In 1969, Ann-Marie Dornn's parents did the unthinkable. They left a Hutterite colony near Portage la Prairie, Manitoba with seven children and little else, to start a new life. Overnight, the family was thrust into a society they did not understand and which knew little of their unique culture. The transition was overwhelming.
Desperate to be accepted, ten-year-old Ann-Marie is forced to deny her heritage in order to fit in with her peers. I Am Hutterite chronicles her quest to reinvent herself as she comes to terms with the painful circumstances that led her family to leave community life.

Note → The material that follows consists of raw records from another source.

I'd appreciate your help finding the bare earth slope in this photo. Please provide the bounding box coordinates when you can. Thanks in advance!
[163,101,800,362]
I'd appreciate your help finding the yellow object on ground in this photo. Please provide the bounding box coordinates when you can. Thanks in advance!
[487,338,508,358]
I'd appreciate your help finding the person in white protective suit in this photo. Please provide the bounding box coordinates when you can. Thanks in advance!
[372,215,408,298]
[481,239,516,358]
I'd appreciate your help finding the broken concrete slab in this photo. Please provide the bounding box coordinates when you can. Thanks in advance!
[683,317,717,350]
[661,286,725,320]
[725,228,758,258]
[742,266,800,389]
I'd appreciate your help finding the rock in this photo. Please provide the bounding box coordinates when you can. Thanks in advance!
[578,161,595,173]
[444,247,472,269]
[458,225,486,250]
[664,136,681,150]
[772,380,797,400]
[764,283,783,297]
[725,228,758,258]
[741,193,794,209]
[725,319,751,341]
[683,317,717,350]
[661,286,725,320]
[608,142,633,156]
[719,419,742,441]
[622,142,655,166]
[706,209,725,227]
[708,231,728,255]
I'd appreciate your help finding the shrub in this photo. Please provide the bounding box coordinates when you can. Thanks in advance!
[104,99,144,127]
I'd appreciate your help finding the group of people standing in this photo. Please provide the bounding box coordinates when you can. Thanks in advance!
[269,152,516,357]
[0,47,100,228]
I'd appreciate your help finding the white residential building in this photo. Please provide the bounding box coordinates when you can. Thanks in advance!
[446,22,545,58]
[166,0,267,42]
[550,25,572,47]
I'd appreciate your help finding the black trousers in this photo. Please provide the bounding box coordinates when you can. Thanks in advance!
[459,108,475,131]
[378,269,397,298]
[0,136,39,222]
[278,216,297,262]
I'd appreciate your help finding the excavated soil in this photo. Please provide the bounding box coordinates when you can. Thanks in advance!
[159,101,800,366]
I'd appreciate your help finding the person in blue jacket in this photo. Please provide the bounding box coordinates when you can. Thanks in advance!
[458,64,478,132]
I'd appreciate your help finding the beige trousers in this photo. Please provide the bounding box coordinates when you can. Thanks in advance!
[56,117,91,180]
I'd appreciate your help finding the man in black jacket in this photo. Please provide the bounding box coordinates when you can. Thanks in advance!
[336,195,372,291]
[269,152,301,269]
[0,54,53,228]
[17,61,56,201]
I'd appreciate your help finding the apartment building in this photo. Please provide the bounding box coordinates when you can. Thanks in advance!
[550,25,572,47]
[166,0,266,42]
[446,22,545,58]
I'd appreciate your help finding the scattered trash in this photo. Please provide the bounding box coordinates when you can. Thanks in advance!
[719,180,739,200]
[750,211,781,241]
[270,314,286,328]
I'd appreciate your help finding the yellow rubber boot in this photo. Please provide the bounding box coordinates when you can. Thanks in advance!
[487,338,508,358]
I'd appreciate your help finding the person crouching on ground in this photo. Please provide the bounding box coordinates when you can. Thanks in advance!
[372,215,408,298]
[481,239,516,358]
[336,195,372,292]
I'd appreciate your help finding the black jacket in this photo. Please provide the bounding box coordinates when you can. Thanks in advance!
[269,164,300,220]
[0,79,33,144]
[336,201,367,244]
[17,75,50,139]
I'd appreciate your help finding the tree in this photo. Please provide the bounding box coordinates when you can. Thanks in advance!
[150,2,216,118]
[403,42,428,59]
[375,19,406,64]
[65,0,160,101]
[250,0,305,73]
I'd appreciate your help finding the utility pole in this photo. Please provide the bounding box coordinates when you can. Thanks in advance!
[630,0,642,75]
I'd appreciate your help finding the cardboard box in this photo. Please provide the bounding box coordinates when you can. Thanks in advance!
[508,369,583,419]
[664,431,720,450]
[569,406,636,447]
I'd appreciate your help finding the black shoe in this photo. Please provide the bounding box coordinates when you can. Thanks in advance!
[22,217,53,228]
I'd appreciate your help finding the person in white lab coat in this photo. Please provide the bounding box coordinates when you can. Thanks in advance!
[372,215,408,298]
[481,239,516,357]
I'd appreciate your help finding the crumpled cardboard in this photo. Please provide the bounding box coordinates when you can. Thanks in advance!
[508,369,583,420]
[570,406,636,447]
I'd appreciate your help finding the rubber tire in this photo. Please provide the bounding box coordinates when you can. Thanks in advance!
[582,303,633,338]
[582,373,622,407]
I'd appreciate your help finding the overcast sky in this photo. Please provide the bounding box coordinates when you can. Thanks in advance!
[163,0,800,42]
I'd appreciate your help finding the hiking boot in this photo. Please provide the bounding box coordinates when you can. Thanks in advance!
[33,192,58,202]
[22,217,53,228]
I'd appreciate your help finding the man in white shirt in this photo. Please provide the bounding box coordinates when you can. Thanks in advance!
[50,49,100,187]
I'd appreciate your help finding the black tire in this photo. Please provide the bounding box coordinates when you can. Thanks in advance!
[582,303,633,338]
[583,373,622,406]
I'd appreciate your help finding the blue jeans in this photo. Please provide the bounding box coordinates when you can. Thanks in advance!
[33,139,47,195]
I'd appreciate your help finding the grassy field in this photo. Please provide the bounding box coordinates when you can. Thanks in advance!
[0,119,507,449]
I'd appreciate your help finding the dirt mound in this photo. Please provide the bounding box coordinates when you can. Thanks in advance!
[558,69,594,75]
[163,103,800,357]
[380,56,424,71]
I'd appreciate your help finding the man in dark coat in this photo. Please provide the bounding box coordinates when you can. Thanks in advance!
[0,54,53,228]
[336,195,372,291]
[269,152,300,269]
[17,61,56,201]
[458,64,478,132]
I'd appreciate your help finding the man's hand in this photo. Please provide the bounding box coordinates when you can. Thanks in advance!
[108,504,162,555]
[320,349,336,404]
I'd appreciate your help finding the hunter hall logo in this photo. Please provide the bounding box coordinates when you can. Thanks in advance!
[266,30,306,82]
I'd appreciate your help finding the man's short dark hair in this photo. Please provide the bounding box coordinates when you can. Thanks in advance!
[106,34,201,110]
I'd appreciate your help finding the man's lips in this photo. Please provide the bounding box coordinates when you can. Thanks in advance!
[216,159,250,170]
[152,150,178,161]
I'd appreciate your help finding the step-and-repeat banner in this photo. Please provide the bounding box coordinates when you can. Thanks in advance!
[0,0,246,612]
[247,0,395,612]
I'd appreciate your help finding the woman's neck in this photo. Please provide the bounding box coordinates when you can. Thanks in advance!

Rich with memorable characters and vivid descriptions, this ground-breaking narrative shines a light on intolerance, illuminating the simple truth that beneath every human exterior beats a heart longing for understanding and acceptance.
PUBLISHERS WEEKLY
This sweeping prairie memoir, self-published in Canada in 2007, rapidly garnered both commercial and literary applause. Recounting the author's journey from a Hutterite girlhood to an adolescence of desperate striving to catch up with fashions of the time, the book manages to pack information about Hutterite life into a coming-of-age narrative without slowing it down. Kirkby's family moved away from their Manitoba colony when she was 10 years old, after what she calls a near idyllic childhood in the cradle of a communal society. Once a reader commits the many characters and their relationships to each other to memory, the book becomes as riveting and well-paced as a novel. Kirkby captures the complex cadences of Hutterite life the bawdy humor and knack for storytelling that stands beside austere ritual, the poverty of personal possession and freedom that exists beside the security of community life with pitch-perfect writing. She also manages to avoid either vilifying or romanticizing a culture that has been subjected to both. Readers will find themselves hoping that Kirkby follows the popular trend in memoir writing: producing a sequel.